Respirei fundo. Seria bom ter uma opinião masculina sobre isso, e também dividir essa nova sensação adquirida depois do que me disse Yenny.

— O dono dessa camiseta vai embora hoje à noite — falei sentindo meus olhos arderem, já cheios de lágrimas.

Eita — soltou quase como um sussurro, e uma expressão apenada — E pelo visto, você ainda ama bastante esse rapaz, não é?

Eu assenti. Respirei fundo, engoli o choro, limpei a garganta e só então voltei a falar.

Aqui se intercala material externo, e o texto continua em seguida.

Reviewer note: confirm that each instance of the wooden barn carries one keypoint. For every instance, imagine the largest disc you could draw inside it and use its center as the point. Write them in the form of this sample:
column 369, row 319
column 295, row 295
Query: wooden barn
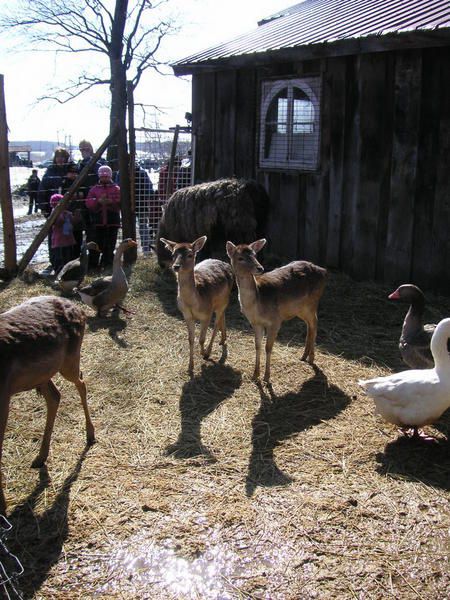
column 341, row 108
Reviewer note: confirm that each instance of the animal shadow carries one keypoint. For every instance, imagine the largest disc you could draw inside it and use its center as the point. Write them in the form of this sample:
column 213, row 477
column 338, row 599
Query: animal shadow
column 200, row 397
column 166, row 289
column 418, row 460
column 114, row 324
column 37, row 539
column 281, row 417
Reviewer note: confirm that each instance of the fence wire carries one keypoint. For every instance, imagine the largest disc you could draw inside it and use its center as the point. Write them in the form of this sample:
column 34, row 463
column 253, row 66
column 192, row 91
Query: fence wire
column 10, row 566
column 153, row 151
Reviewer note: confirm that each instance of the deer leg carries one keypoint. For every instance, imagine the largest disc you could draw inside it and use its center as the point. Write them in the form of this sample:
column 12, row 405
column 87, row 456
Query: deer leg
column 4, row 411
column 223, row 329
column 219, row 323
column 52, row 398
column 203, row 331
column 271, row 336
column 311, row 334
column 71, row 371
column 259, row 333
column 191, row 336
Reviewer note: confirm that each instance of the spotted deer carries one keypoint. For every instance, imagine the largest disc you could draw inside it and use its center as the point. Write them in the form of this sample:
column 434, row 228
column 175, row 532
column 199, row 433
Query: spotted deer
column 38, row 339
column 203, row 289
column 268, row 299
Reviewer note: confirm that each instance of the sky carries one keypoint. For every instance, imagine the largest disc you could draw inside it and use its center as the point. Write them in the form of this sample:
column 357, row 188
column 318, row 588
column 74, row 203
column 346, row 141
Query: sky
column 29, row 74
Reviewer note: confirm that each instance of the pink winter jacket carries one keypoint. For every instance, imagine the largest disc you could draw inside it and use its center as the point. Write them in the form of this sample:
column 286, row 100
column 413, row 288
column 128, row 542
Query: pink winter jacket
column 59, row 238
column 106, row 215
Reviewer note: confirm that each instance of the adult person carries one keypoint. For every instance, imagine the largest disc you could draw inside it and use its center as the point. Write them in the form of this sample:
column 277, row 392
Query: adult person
column 52, row 183
column 87, row 151
column 77, row 206
column 32, row 188
column 144, row 195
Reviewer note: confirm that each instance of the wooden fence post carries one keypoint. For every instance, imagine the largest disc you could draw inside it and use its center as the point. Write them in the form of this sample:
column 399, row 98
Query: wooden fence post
column 9, row 234
column 63, row 204
column 173, row 152
column 131, row 254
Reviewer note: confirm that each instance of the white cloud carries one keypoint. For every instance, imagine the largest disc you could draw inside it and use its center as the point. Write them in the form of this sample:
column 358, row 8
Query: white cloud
column 29, row 74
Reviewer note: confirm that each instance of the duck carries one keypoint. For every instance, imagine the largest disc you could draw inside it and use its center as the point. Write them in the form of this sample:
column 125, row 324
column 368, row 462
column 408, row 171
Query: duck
column 414, row 398
column 416, row 336
column 73, row 272
column 106, row 293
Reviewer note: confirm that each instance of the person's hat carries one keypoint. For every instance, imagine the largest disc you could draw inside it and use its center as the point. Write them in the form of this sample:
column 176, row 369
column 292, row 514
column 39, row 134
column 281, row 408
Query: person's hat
column 55, row 199
column 105, row 171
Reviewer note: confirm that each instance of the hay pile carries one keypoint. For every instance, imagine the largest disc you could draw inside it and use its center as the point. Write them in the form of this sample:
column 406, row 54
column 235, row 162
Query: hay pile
column 215, row 487
column 226, row 209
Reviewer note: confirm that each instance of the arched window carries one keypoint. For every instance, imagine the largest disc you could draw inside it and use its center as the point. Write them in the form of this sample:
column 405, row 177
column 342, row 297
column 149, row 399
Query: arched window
column 290, row 124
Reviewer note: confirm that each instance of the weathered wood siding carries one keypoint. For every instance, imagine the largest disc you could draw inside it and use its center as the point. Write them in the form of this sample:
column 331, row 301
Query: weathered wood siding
column 378, row 206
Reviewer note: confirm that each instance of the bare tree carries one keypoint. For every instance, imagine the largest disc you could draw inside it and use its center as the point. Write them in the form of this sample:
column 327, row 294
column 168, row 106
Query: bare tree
column 125, row 33
column 127, row 38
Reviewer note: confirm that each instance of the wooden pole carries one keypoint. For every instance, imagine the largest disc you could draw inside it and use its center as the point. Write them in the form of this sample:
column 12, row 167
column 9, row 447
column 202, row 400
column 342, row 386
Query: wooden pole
column 63, row 204
column 9, row 234
column 171, row 162
column 132, row 146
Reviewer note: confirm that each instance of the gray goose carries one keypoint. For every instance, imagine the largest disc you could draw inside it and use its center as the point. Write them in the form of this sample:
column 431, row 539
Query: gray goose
column 416, row 336
column 73, row 272
column 106, row 293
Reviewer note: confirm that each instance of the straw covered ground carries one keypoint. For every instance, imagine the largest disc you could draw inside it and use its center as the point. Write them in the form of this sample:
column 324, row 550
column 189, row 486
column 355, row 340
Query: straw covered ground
column 217, row 487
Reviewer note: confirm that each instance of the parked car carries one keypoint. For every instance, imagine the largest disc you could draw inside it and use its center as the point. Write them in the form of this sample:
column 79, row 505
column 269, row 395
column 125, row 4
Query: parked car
column 149, row 163
column 45, row 164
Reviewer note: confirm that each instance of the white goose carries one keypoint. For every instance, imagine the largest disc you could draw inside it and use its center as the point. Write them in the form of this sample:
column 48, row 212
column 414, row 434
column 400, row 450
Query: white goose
column 414, row 398
column 108, row 292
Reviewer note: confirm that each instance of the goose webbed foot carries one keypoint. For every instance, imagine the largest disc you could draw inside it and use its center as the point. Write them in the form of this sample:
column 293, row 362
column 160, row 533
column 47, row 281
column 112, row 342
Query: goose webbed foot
column 414, row 433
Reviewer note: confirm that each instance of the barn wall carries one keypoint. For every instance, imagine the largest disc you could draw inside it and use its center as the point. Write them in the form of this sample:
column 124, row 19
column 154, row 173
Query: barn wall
column 378, row 207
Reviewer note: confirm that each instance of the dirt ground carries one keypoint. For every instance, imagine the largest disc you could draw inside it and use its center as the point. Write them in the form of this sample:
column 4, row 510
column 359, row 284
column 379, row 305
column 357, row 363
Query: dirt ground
column 217, row 487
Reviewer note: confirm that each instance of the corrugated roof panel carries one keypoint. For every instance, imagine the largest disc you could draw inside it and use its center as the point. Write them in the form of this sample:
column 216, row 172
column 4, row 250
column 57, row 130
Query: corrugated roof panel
column 320, row 21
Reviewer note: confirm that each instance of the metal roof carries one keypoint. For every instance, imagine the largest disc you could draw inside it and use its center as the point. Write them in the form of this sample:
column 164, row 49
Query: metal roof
column 327, row 21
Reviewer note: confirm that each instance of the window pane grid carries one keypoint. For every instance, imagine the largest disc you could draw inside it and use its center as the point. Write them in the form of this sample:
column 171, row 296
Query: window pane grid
column 290, row 124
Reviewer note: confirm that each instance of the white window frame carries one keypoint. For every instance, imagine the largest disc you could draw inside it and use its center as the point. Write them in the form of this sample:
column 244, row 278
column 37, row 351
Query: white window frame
column 282, row 156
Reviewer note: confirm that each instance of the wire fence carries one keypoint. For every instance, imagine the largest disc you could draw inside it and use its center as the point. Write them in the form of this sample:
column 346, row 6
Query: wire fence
column 161, row 167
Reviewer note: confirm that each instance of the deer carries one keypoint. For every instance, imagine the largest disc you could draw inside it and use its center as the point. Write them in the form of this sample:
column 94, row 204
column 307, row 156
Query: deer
column 39, row 338
column 268, row 299
column 203, row 289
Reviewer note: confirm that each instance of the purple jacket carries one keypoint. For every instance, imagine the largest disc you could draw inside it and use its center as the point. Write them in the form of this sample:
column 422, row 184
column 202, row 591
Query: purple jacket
column 59, row 238
column 104, row 215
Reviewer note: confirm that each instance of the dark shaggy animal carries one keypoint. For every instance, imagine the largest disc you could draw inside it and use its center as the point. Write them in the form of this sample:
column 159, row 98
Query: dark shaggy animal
column 226, row 209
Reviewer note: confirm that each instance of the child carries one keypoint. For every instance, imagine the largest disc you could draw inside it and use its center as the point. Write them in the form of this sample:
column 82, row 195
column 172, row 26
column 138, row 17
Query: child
column 62, row 237
column 33, row 186
column 103, row 202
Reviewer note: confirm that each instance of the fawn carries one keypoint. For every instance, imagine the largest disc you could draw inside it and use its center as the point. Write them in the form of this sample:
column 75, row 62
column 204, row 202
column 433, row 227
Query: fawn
column 203, row 289
column 268, row 299
column 38, row 339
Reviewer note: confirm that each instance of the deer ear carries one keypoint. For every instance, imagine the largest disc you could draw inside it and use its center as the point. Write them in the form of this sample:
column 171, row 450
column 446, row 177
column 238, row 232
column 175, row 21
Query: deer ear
column 258, row 245
column 168, row 244
column 199, row 243
column 230, row 249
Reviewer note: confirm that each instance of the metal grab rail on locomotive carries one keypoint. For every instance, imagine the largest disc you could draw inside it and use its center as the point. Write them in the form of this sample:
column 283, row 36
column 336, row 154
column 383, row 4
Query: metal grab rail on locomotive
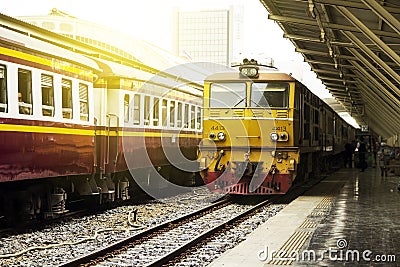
column 262, row 129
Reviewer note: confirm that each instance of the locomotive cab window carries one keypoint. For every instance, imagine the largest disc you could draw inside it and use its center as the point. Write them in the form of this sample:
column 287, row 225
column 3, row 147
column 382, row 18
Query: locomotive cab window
column 24, row 91
column 126, row 108
column 227, row 95
column 274, row 95
column 136, row 109
column 3, row 89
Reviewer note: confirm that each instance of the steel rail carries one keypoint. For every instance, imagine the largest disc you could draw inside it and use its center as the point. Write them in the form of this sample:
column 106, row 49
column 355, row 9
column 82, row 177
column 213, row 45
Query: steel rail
column 104, row 253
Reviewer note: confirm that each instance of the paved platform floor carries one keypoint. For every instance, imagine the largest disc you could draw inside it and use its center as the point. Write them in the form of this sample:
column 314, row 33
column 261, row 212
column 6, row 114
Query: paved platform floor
column 351, row 218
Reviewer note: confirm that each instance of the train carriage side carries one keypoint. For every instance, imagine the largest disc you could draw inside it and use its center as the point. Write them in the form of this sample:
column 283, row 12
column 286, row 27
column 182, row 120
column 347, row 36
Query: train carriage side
column 143, row 123
column 47, row 123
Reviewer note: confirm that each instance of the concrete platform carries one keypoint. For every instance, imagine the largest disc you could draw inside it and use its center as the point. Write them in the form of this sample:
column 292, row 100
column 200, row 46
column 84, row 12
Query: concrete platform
column 337, row 223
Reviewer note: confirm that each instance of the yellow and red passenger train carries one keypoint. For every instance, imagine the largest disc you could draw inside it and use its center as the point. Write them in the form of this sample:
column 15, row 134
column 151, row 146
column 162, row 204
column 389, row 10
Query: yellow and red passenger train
column 68, row 122
column 262, row 129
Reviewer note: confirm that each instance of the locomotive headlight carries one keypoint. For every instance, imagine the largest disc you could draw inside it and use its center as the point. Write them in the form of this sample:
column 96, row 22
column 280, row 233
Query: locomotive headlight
column 274, row 136
column 284, row 136
column 249, row 71
column 221, row 136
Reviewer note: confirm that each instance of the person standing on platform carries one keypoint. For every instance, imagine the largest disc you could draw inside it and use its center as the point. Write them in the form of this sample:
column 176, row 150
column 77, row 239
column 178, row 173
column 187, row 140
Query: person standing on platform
column 362, row 150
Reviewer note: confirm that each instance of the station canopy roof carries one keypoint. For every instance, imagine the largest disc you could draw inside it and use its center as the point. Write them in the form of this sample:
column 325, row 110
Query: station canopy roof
column 353, row 46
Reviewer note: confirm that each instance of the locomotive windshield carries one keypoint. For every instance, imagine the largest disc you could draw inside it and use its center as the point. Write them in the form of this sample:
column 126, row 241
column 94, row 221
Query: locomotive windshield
column 224, row 95
column 274, row 95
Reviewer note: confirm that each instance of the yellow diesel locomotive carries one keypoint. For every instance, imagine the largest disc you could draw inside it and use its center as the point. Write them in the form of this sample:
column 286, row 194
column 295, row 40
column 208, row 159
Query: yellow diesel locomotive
column 262, row 129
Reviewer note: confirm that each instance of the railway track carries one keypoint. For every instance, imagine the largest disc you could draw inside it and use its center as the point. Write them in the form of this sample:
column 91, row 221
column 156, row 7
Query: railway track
column 165, row 243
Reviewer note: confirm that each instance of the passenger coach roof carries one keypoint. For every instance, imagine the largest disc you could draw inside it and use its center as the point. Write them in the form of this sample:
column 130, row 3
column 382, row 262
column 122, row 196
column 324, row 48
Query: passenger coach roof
column 232, row 76
column 16, row 39
column 353, row 46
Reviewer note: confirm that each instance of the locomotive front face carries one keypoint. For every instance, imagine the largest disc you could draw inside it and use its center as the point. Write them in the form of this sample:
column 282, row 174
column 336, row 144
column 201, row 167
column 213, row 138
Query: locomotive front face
column 247, row 143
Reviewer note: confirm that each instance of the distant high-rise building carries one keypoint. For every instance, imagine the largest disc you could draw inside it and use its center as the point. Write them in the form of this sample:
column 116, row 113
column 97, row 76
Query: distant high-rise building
column 209, row 36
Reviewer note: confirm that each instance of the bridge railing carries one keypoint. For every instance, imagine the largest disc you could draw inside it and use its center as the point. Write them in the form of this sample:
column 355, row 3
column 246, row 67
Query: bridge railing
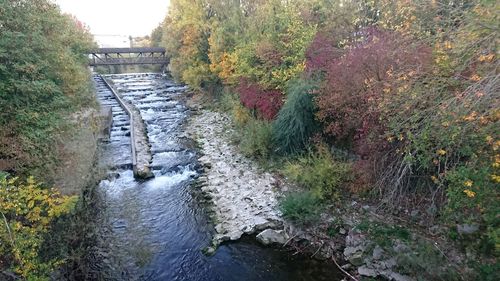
column 128, row 56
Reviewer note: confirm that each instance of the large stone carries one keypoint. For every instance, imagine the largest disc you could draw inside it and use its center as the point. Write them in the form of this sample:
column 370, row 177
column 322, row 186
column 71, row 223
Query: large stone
column 365, row 271
column 271, row 236
column 467, row 228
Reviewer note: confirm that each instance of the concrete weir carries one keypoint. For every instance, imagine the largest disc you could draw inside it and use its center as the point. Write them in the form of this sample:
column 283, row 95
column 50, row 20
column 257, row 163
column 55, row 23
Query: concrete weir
column 140, row 151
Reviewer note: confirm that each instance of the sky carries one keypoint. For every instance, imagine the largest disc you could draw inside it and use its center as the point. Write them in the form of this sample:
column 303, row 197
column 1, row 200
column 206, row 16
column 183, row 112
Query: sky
column 117, row 17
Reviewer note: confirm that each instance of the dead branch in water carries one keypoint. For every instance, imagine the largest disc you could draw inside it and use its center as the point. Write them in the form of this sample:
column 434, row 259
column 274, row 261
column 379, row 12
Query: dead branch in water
column 343, row 271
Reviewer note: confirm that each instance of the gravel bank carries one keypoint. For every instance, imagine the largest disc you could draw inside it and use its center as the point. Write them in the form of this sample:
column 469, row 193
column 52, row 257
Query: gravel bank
column 243, row 196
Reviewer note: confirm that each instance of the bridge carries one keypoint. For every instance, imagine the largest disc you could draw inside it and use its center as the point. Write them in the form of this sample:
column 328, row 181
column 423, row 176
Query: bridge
column 128, row 56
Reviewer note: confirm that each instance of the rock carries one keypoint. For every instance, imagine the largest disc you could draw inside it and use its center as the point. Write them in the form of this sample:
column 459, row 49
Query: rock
column 209, row 251
column 399, row 247
column 377, row 253
column 365, row 271
column 270, row 236
column 391, row 275
column 143, row 173
column 415, row 214
column 355, row 258
column 467, row 229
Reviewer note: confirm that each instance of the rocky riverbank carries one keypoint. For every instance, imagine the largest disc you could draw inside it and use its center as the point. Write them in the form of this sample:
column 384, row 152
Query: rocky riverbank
column 243, row 196
column 245, row 201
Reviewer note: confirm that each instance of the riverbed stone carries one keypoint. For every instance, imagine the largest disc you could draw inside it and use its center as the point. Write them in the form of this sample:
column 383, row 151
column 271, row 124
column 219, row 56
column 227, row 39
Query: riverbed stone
column 242, row 196
column 271, row 236
column 366, row 271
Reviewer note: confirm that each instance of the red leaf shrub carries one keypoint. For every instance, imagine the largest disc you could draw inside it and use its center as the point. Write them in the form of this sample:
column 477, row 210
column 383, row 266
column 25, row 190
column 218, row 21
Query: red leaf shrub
column 351, row 102
column 321, row 53
column 267, row 103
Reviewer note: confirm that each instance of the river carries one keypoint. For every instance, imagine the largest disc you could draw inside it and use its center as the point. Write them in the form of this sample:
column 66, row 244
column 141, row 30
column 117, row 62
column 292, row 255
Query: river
column 159, row 226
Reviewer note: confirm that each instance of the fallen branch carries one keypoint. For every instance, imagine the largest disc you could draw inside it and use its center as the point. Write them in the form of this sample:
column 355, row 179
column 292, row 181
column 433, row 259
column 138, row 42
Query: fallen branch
column 320, row 246
column 288, row 241
column 341, row 269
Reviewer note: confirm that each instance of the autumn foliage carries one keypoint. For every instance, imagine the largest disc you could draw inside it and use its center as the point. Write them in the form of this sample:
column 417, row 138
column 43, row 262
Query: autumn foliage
column 266, row 103
column 409, row 90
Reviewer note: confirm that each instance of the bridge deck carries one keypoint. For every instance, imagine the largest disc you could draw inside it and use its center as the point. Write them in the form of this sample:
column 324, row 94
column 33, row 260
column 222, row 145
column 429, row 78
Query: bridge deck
column 128, row 56
column 128, row 50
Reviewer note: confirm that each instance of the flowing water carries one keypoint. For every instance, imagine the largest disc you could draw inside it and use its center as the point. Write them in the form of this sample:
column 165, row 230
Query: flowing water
column 158, row 227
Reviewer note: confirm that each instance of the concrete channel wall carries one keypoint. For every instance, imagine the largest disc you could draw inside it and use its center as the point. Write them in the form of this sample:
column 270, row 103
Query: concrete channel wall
column 140, row 152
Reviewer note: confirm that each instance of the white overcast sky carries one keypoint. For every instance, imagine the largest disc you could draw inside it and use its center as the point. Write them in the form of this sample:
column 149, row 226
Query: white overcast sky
column 117, row 17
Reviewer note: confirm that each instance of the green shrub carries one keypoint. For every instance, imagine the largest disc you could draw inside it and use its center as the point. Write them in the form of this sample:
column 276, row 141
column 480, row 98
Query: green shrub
column 319, row 173
column 255, row 138
column 295, row 123
column 301, row 207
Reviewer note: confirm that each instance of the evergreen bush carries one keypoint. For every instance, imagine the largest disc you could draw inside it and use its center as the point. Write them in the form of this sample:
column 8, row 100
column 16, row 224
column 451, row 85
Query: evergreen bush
column 295, row 123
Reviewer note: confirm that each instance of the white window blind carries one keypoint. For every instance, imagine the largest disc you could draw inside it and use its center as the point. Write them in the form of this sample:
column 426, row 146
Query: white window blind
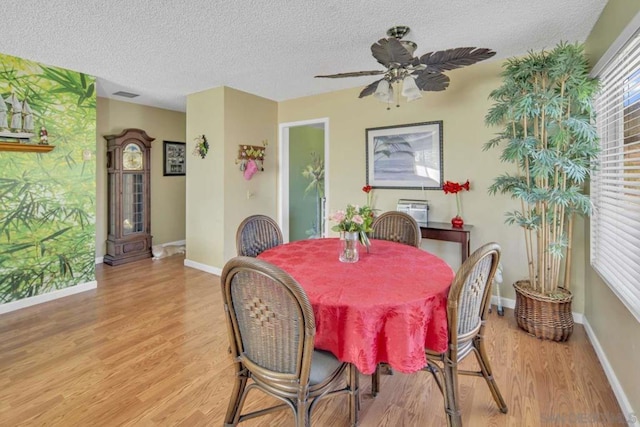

— Encontrei hoje com a mãe dele, depois de uma semana, quando eu achava que já estava melhor e poderia seguir sem tanto choro, e ela me disse que ele viaja hoje — senti a lágrima que eu estava segurando sair forçada, e eu a enxuguei rapidamente, sentindo sobre mim o olhar preocupado do brasileiro — É repetitivo, mas eu não sei... Agora parece realmente que não tem mais volta. Um sentimento horrível de que algo está escapando das suas mãos e você não consegue evitar me tomou.

Bernardo pigarreia, limpando a voz, mas mantém seu olhar sobre mim.

— Olha... Eu conheço a história de vocês. Ao menos o básico. E pelo jeito como você fala, pelo seu olhar, é perceptível quanto ama ele. Talvez não seja o momento de vocês ficarem juntos, e por isso você não precisa fechar essa porta desse jeito. Não precisa ficar assim — pausou para tomar mais de sua água e eu o acompanhei — O amor da sua vida está indo embora hoje à noite e o que você vai fazer? Deixar que ele vá sem nem dar "tchau"? Pra mim, o fato de você ter colocado esta camisa, ao me parecer, sem saber, e estar com essa angústia por saber que ele vai embora, provavelmente, louca para se despedir, são as provas de que você precisa fazer isso.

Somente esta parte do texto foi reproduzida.